The income statement indicates that at the end of the first operational year, the net income will be a positive one and consistently rising by the end of 2018. From the income statement table, the highlighted expenses and revenue ratios indicate an authoritative financial increment and a remarkable opportunity for investment opportunities, creating more expansions and focusing on additional growth which is very viable based on the made predictions. The positive assumptions are mainly driven by the fact that Walmart is a large corporation that is associated with more resources and a reputable name. In addition, the market to be ventured is a stable one that is characterized by a high populace and increased buying potential (Galka & Baran, 2016).
Conclusion
Based on the analysis above it is apparent that the venture will yield positive results by resulting in net gain and no losses. This is a financially viable entry approach since the market is stable with a higher number of consumers and this support the objective of high items sales. In addition, the venture is considered to be viable based on its low operating expenses that will support the goal of providing affordability and convenience. The major risks from the assumptions are based on high marketing and salaries expenses based on the need to familiarize with the market and its consumers. The factors that should be monitored closely in a balanced scorecard are employee’s satisfaction, positive consumer relationship and reduced costs of operations. In that this factors might affect the performance and potential of the business.
References
Conaway, R. N., & Laasch, O. (2014). Principles of responsible management: Global sustainability, responsibility, and ethics. South Western.

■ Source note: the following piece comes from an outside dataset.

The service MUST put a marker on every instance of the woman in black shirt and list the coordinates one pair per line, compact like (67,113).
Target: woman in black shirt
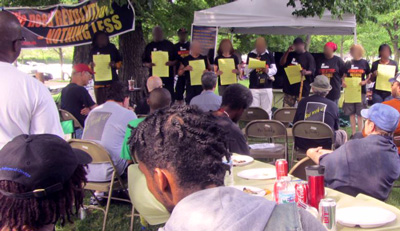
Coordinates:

Galka, R. J., & Baran, R. J. (2016). Customer Relationship Management: The Foundation of Contemporary Marketing Strategy. Taylor & Francis. 401-403
Mupepi, M., & IGI Global. (2017). Effective talent management strategies for organizational success.24-27
Pride, W. M. (2017). Foundations of business. Cengage Learning
Sofat, R. (2016). Strategic financial management. Place of publication not identified: Prentice-Hall of India.
Weihrich, H., Koontz, H., & Cannice, M. (2013). Management: A global, innovative, and entrepreneurial perspective. McGraw Hill.